カナダのケベック州は、1977年、州内の公用語はフランス語のみとする、フランス語憲章を制定しました。以来、州内でのフランス語化が促進される一方で、英語との併用を主張する二言語主義も現れ、相容れない構図が続いていました。そして、フランス語憲章制定から45年を経た2022年5月24日、ケベック州議会は、「ケベックの公用語・共通語であるフランス語を尊重する法律 (Bill 96)」を採択しました(一部条項は既に施行されていますが、商標の使用に関する条項は、2025年6月1日施行となっており、3年の猶予が与えられています)。これまでも、ケベック州におけるフランス語以外の言語使用は制限を受けていましたが、更に強化される内容となっています。海外企業のケベック州におけるビジネスにも影響を及ぼすと思われますが、ここでは、ケベック州での商標の使用における注意点を、現在と、施行後に分けて述べていきます。

尚、規制の対象となる商標は、フランス語に翻訳可能なフランス語以外の言語を含む商標であり、フランス語に翻訳できない商標(意味を持たない造語商標等)の場合は該当しないと理解されています。但し、二つの英語を結合させて、一つの言葉、商標を作ったような場合は、それぞれの英語のフランス語表記を添える必要があります。

製品または、その付帯書類に付される商標
<現在>
製品(もしくは梱包箱、ラベル、包装)または、その付帯書類(取扱マニュアル、保証書、宣伝チラシ、値引きクーポン等)に付される商標は、フランス語表記もしくは、フランス語表記と他言語表記の併記でなければならない。後者の場合、他言語表記が目立つ態様で使用してはならない(文字の大きさ、フォント、色等で、フランス語表記が目立つようにする)。
しかしながら、カナダ商標局に登録された商標、またはコモンロー上の使用で周知となった商標は、その権利者が、同義フランス語商標の登録を有しない限り、フランス語表記の併記を免れる(認識商標の例外規定)。「周知」に該当するか否かは、商標本来の識別性の強さ、使用期間、売上高、広告宣伝費等を勘案し、裁判所が個別に判断する。

<施行後 2025年6月1日~>
コモンロー上の使用があっても、カナダ商標局に登録されていない商標は、認識商標の例外規定から外れる。また、登録商標であっても、一般名称、記述的用語を含む商標は、その部分のフランス語を付して使用しなければならなくなる。

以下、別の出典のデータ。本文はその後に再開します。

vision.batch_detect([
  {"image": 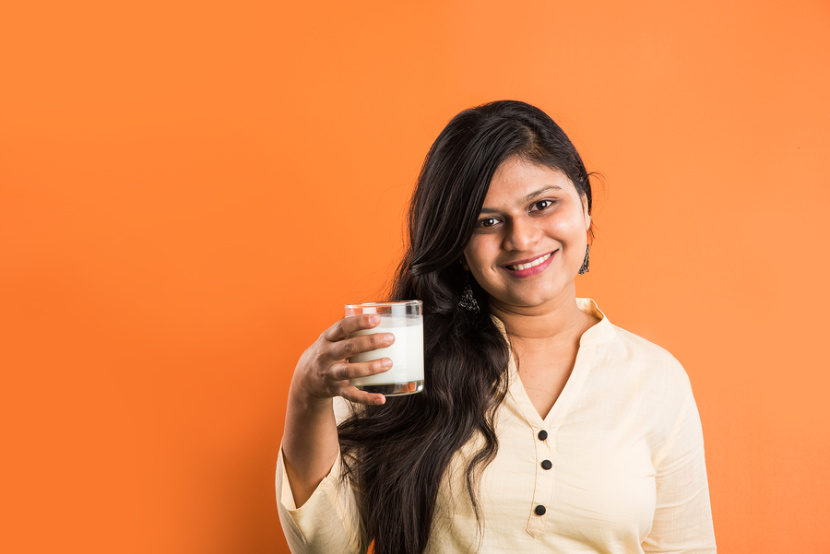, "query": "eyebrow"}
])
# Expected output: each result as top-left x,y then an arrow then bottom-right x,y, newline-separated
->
481,185 -> 562,214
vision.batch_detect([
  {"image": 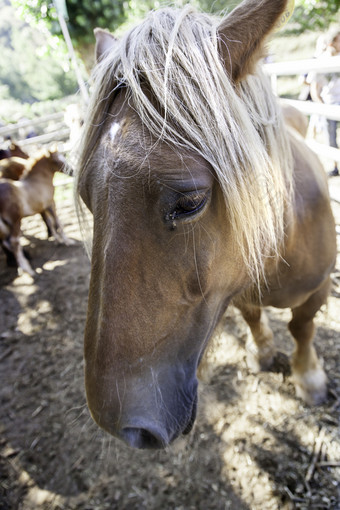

例えば、商標が “○×△ COFFEE” で、商品がコーヒーの場合、COFFEEのフランス語訳を付記しなければならない。

商業印刷物・広報
<現在>
商業印刷物・広報(カタログ、パンフレット、チラシ、インボイス、ウェブサイト、ソーシャルメディアアカウント等)は、フランス語もしくは、フランス語と他言語の併記でなければならない。後者の場合、他言語表記が目立つ態様で使用してはならない。但し、商業印刷物・広報が、カナダ商標局に登録された商標、またはコモンロー上の使用で周知となった商標を含む場合、上記認識商標の例外が適用される。

<施行後 2025年6月1日~>
商業印刷物・広報に対する更なる規制は、新法では明確に述べられていない。しかしながら、製品等に付される商標と同様、コモンロー上の使用商標に対する認識商標の例外適用が除外される可能性がある。

看板・商業広告
<現在>
公衆が目にする如何なる商業的メッセージも、その媒体(標識、ポスター、看板等)を問わず、フランス語もしくは、フランス語と他言語の併記でなければならない。後者の場合、フランス語表記が、他言語表記より目立ち、視覚的インパクトを与える態様でなければならない。看板・商業広告が、カナダ商標局に登録された商標、またはコモンロー上の使用で周知となった商標を含む場合、上記認識商標の例外が適用される。但し、屋外に置かれる看板や広告では、商品やビジネスの性質をフランス語にて併記する等、十分にフランス語が目立つようにしなければならない。

<施行後 2025年6月1日~>
コモンロー上の使用商標に対する認識商標の例外適用が除外される。また、十分にフランス語を目立たたせる要請が、より厳格化され、使用者の負担増になると予想される。

罰則
罰則の強化は、2022年6月1日から施行。本法に違反した場合は、罰金や制裁を課される可能性がある。一回目の違反では、CAN$3,000~30,000 の範囲での罰金が規定されており、二回目以降の違反では、倍増となる。また、営業資格の停止、剥奪等、行政上の制裁や、看板等の撤去命令が出されることもある。違反が発見された場合、当局より違反者に書面が送付され、応答期間が設けられる。使用態様の修正や撤去等、対応がなされない場合は、裁判所によって、罰則の適用可否が判断される。

推奨ステップ
今回のフランス語使用強化法採択、そして3年後の施行を見据え、ケベック州を含むカナダでの非フランス語商標(フランス語に翻訳可能な他言語を含む商標)の使用に際しては、以下のステップが推奨されます。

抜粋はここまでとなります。